Ibizkus, hacia Santa Eulària, trabaja mucho con Monastrell y ha hecho bastante por meter el vino ibicenco en cartas de restaurantes serios.
Una nota práctica importa más que todo lo anterior: casi ninguno de estos sitios admite visitas sin avisar. Son fincas en activo, no centros de visitantes, y durante la vendimia la persona que normalmente te enseñaría la bodega está de pie en la mesa de selección. Escribe o llama con varios días de antelación. Pregunta específicamente por los horarios de cata: muchas hacen visitas solo ciertos días y algunas las suspenden del todo durante la elaboración.
Cómo montar un día de vino en Ibiza
Combina una visita a bodega con los pueblos de alrededor y tienes un día completo y sin prisas.
Empieza a media mañana en Santa Agnès de Corona, un pueblo de un par de cientos de habitantes metido en un valle de almendros. Tómate un carajillo en el bar de al lado de la iglesia. Baja hasta Sant Mateu d'Albarca, el centro espiritual de la cultura del vino en la isla, que celebra cada diciembre la Festa del Vi Pagès: una fiesta genuinamente local en la que las familias llevan su vino casero para servirlo, catarlo y beberlo de jarras comunes.

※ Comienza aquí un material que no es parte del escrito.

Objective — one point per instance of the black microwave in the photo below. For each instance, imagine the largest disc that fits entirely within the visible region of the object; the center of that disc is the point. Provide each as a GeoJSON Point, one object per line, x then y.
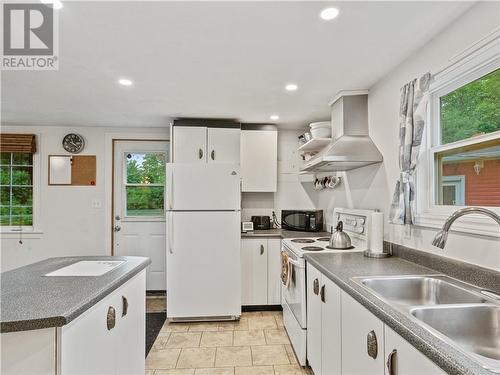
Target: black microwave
{"type": "Point", "coordinates": [306, 221]}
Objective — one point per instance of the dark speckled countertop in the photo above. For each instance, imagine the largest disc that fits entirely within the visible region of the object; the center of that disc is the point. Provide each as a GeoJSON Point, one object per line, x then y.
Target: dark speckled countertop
{"type": "Point", "coordinates": [29, 300]}
{"type": "Point", "coordinates": [282, 233]}
{"type": "Point", "coordinates": [341, 268]}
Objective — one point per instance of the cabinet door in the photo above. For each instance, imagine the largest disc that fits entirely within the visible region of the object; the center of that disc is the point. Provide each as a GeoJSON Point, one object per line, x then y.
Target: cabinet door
{"type": "Point", "coordinates": [223, 145]}
{"type": "Point", "coordinates": [130, 343]}
{"type": "Point", "coordinates": [254, 272]}
{"type": "Point", "coordinates": [357, 323]}
{"type": "Point", "coordinates": [314, 319]}
{"type": "Point", "coordinates": [274, 272]}
{"type": "Point", "coordinates": [190, 144]}
{"type": "Point", "coordinates": [331, 329]}
{"type": "Point", "coordinates": [87, 346]}
{"type": "Point", "coordinates": [406, 360]}
{"type": "Point", "coordinates": [259, 160]}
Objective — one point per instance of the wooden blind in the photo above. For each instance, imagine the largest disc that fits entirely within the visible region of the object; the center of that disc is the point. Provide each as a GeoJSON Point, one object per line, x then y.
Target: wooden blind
{"type": "Point", "coordinates": [17, 143]}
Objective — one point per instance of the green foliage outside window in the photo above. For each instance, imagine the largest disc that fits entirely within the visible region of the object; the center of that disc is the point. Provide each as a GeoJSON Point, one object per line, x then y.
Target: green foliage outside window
{"type": "Point", "coordinates": [16, 190]}
{"type": "Point", "coordinates": [472, 109]}
{"type": "Point", "coordinates": [145, 184]}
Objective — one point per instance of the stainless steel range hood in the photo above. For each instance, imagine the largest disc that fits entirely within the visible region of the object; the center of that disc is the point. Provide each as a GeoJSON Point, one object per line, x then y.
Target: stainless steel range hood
{"type": "Point", "coordinates": [352, 147]}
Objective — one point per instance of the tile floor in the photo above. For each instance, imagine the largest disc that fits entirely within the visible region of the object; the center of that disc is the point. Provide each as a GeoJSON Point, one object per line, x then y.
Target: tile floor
{"type": "Point", "coordinates": [255, 345]}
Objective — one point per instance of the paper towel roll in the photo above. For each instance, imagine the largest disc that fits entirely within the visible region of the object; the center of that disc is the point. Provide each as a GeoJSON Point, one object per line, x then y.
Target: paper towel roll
{"type": "Point", "coordinates": [377, 233]}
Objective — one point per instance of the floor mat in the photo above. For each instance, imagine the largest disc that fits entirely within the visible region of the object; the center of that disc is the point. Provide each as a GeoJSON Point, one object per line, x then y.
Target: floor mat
{"type": "Point", "coordinates": [154, 322]}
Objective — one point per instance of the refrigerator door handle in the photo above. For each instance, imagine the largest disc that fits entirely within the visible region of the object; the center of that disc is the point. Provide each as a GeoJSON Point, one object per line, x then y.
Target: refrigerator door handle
{"type": "Point", "coordinates": [170, 191]}
{"type": "Point", "coordinates": [170, 233]}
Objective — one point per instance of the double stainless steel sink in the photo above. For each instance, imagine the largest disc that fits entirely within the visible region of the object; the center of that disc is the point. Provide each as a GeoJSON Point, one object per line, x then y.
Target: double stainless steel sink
{"type": "Point", "coordinates": [457, 312]}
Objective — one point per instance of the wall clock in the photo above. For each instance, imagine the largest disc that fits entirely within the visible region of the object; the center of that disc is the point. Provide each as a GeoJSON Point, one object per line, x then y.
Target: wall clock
{"type": "Point", "coordinates": [73, 143]}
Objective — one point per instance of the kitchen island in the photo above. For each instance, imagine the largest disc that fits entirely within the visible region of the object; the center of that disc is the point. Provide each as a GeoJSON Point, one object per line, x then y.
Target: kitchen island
{"type": "Point", "coordinates": [55, 318]}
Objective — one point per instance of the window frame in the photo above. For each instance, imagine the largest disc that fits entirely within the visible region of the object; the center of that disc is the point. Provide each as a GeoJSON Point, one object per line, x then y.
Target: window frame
{"type": "Point", "coordinates": [470, 67]}
{"type": "Point", "coordinates": [35, 230]}
{"type": "Point", "coordinates": [125, 184]}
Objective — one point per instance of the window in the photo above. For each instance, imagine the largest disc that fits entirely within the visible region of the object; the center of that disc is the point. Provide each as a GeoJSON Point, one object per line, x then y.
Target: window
{"type": "Point", "coordinates": [466, 154]}
{"type": "Point", "coordinates": [145, 184]}
{"type": "Point", "coordinates": [16, 189]}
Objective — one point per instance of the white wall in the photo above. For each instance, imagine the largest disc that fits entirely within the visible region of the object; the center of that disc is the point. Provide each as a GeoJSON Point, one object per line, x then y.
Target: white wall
{"type": "Point", "coordinates": [69, 224]}
{"type": "Point", "coordinates": [373, 186]}
{"type": "Point", "coordinates": [291, 192]}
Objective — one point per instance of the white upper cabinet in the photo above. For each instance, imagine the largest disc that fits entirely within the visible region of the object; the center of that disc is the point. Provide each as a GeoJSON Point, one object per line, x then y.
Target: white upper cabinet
{"type": "Point", "coordinates": [190, 144]}
{"type": "Point", "coordinates": [259, 160]}
{"type": "Point", "coordinates": [223, 145]}
{"type": "Point", "coordinates": [201, 144]}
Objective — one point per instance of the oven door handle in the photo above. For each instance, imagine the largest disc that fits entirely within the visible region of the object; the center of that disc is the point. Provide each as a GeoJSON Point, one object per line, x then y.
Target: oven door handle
{"type": "Point", "coordinates": [294, 263]}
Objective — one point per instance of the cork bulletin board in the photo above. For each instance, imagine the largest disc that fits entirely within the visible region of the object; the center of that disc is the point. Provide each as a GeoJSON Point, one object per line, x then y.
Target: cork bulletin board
{"type": "Point", "coordinates": [77, 170]}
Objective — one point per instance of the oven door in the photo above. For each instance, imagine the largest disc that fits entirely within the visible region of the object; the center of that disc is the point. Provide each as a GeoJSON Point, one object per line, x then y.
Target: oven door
{"type": "Point", "coordinates": [294, 285]}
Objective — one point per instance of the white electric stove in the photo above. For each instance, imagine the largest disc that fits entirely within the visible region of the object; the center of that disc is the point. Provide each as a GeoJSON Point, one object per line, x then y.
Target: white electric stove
{"type": "Point", "coordinates": [357, 224]}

Haz la cata por la tarde. Y después come tierra adentro en vez de volver a la costa: los restaurantes de agroturismo por Sant Mateu y Sant Miquel cocinan justo el tipo de comida para la que se hicieron estos vinos: cordero asado, sofrit pagès, verduras a la brasa salidas de esa misma tierra.
Unas cuantas cosas que mejorarán el día:
- Lleva conductor. Las carreteras del interior son estrechas, sin iluminar de noche, y los controles de alcoholemia aquí van en serio.
- Ve entre semana. Los fines de semana de septiembre todavía arrastran tráfico de verano.
- Compra en la bodega. La producción es lo bastante pequeña como para que ciertas botellas se agoten de verdad, y muy poco sale de la isla.
- Pregunta por la añada. En una región tan pequeña, los viticultores saben exactamente qué le hizo el año a la fruta, y a la mayoría les encanta que alguien lo pregunte.
Por qué septiembre es el mes adecuado
Todo en la isla es más fácil ahora. El mar está en su punto más cálido de todo el año, normalmente más templado en septiembre que en junio. Las carreteras se han vaciado. Restaurantes que en agosto dejaban gente en la puerta te darán la buena mesa. Y el campo, que pasa agosto con aspecto agostado y exhausto, empieza a reverdecer con las primeras lluvias de otoño.
Es también, sin hacer ruido, el mes más interesante para quien quiera entender cómo funciona esta isla por debajo del verano. La vendimia es trabajo agrícola real ocurriendo en medio de un lugar que casi todo el mundo solo ve como unas vacaciones. Ver a una familia recoger la fruta de unas viñas que plantaron sus abuelos lo recoloca todo.
Ve y quédate de pie en un viñedo mientras está pasando. La playa seguirá ahí mañana.